Filenames pattern syntax, as offered in Basic Dir function, is much poorer than what's available using regular expressions. I would devote filename pattern matching to the latter, and retain case-sensivity since it accompanies all 'recent' operating systems.

I vote for option 1, while leaving place for supplemental observations and different opinions. 

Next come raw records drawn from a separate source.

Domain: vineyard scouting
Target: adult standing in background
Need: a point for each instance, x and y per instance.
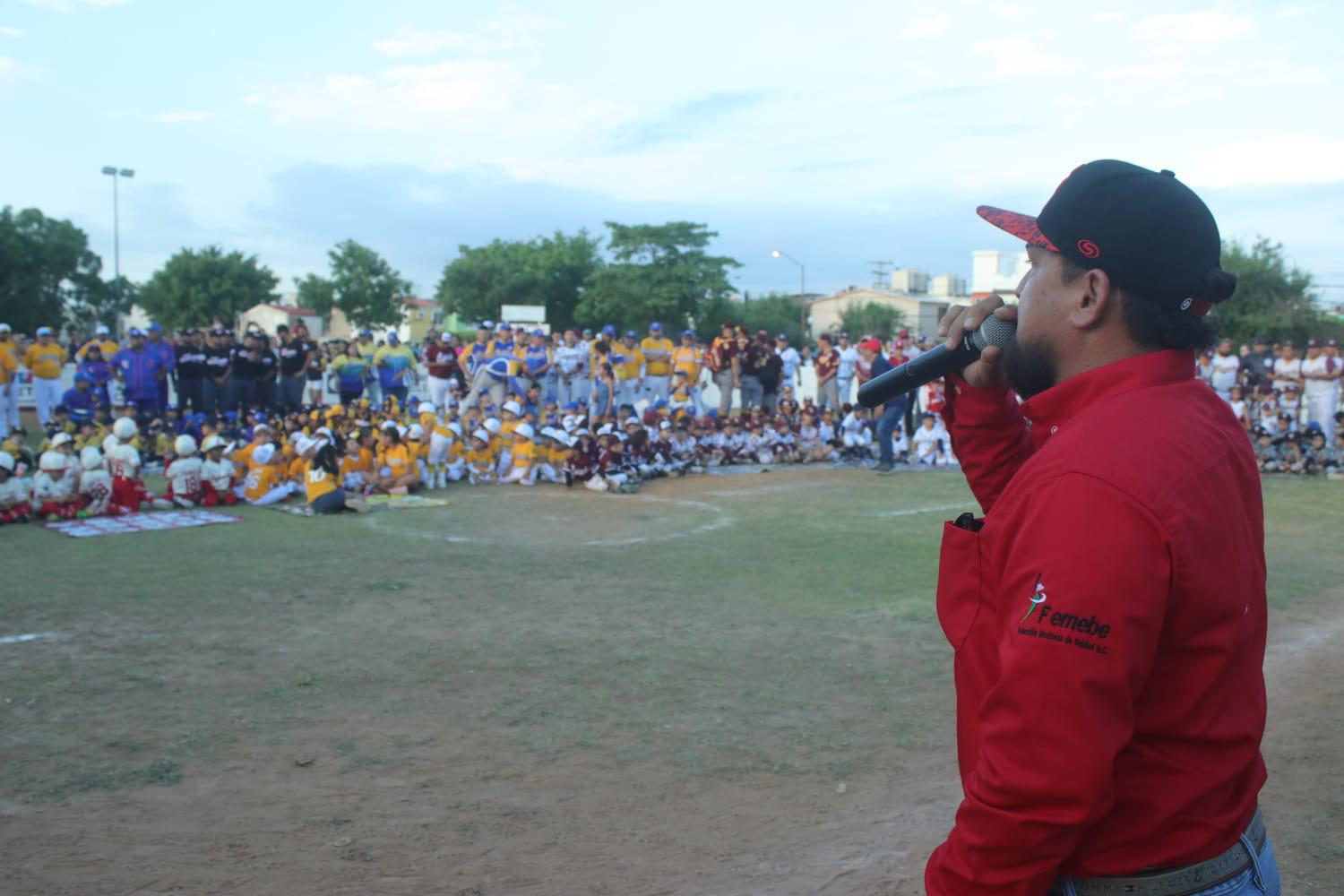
(688, 358)
(296, 354)
(218, 368)
(723, 362)
(8, 382)
(395, 366)
(166, 355)
(191, 371)
(789, 362)
(572, 362)
(656, 349)
(1320, 378)
(752, 360)
(892, 414)
(140, 373)
(45, 360)
(849, 359)
(8, 373)
(1225, 370)
(443, 368)
(102, 339)
(827, 366)
(367, 349)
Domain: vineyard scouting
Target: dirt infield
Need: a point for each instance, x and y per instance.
(532, 791)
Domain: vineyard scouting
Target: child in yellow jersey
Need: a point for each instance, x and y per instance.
(322, 470)
(510, 418)
(417, 441)
(480, 458)
(523, 457)
(446, 460)
(550, 455)
(265, 482)
(357, 468)
(397, 473)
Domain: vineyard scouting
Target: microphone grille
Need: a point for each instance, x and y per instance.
(994, 332)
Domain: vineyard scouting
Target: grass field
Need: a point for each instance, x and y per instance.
(722, 684)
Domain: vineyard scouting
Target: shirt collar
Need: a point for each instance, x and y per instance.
(1056, 406)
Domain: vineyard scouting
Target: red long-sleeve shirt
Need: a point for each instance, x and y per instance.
(1109, 629)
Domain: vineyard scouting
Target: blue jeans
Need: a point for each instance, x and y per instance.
(892, 414)
(1261, 879)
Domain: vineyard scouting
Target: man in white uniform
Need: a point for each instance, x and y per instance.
(1322, 376)
(1226, 367)
(849, 365)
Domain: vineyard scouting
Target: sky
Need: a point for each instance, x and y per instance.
(840, 134)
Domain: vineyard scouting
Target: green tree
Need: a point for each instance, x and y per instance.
(101, 303)
(871, 319)
(362, 285)
(776, 312)
(658, 273)
(198, 285)
(46, 271)
(1273, 297)
(547, 271)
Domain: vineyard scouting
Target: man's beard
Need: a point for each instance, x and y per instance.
(1030, 366)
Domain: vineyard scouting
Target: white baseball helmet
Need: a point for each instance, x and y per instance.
(90, 458)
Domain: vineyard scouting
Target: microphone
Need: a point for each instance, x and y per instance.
(937, 363)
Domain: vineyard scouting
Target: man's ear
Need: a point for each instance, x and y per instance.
(1094, 297)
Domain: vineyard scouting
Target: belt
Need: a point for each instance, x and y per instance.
(1176, 882)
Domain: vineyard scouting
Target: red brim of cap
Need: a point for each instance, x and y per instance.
(1021, 226)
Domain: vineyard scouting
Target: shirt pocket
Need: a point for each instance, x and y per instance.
(959, 582)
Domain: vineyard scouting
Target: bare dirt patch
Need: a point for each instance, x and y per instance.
(454, 814)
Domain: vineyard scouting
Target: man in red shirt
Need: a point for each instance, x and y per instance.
(827, 362)
(723, 365)
(445, 373)
(1107, 613)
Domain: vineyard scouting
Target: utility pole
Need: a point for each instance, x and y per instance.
(879, 274)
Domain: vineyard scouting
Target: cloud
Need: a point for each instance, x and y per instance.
(685, 120)
(1019, 56)
(69, 5)
(1203, 26)
(182, 117)
(925, 29)
(476, 109)
(499, 35)
(1279, 160)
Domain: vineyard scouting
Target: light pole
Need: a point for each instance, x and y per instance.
(116, 218)
(803, 290)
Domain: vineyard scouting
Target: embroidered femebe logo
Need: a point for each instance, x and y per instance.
(1038, 597)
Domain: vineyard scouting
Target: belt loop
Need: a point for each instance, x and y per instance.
(1257, 877)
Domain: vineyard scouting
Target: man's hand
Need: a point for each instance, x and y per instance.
(986, 373)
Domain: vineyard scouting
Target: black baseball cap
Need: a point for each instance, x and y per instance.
(1147, 230)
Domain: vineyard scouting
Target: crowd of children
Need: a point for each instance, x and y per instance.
(332, 458)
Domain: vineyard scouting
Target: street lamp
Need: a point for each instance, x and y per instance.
(116, 222)
(803, 289)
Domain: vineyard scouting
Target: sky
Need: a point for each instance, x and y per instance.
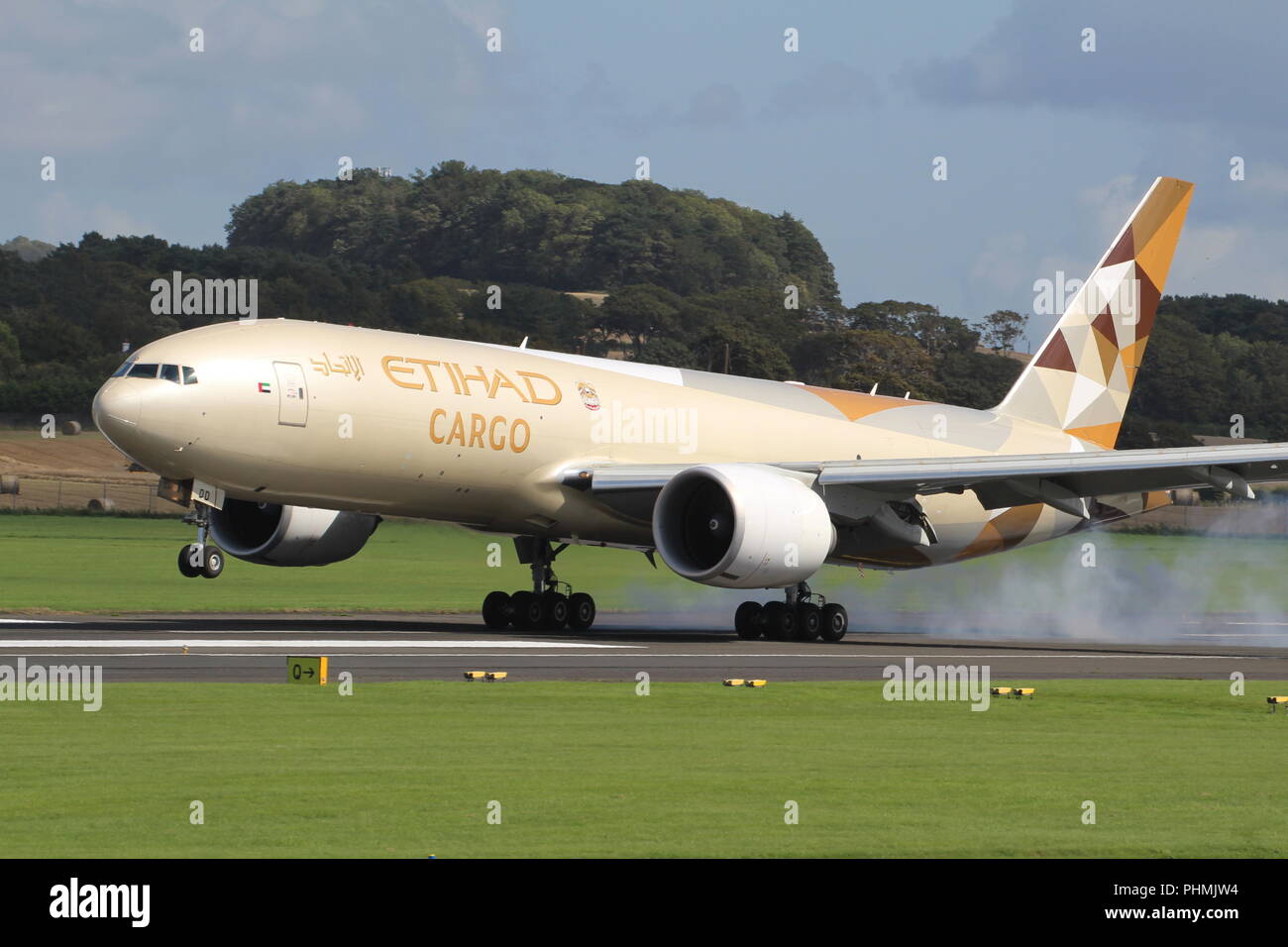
(1047, 146)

PS: I add Documentation and Macros META bugs references
Comment 13 joachim 2020-11-16 19:58:13 UTC
As far as I see the option (1) is not very helpful. On Windows systems the naming of file-objects was and is case-INsensitive. What is the purpose of using the DIR-function?: Normally you want to find one or more - but in any case ALL - files of which you do NOT know the exact name. 
The mentioned "backward compatibility" is not useful as this compatibility in fact simply is hiding a continuous error. And I see no disadvantage for existing applications if the DIR function in future would show a better/correct result.
Comment 14 Andreas Heinisch 2020-11-17 10:35:40 UTC
Maybe there exists even a fourth option: on Windows the dir function is case-insensitive whereas on all other system the function searches case-sensitive file names.
Comment 15 himajin100000 2020-11-17 11:56:42 UTC
Do we need to test against this one too?

https://www.howtogeek.com/354220/how-to-enable-case-sensitive-folders-on-windows-10/

btw, still almost nothing about its algorithm has sunk into my mind yet, but here is a possible code pointer:

https://opengrok.libreoffice.org/xref/core/tools/source/fsys/wldcrd.cxx?r=263e04b6#45

https://opengrok.libreoffice.org/xref/core/basic/source/runtime/methods.cxx?r=93c64a61#2771
Comment 16 Alain Romedenne 2020-11-17 14:08:54 UTC
Joachim,
Please I tagged tagged this bug as New, meaning it's accepted. Finding a way to fix it may require extra analysis next a volunteer developer taking ownership for it.

---

Here's a link to filename patterns for Dir VBA function, and the possible wildcard characters:
https://trumpexcel.com/excel-wildcard-characters/

However, I made extra short tests in order examine how VBA behaves in the case of diacritics, such as accented characters. VBA seems to ignore them:

E or e are equivalent - while è é ë É Ë È are omitted
N or n are equivalent - while ñ Ñ are omitted

VBA behaviour predates western languages code pages and most certainly affects solely the first 128 characters. Extra specifications may be of interest in the case of non-latin character-based languages such as greek, arab, russian, chinese and so on.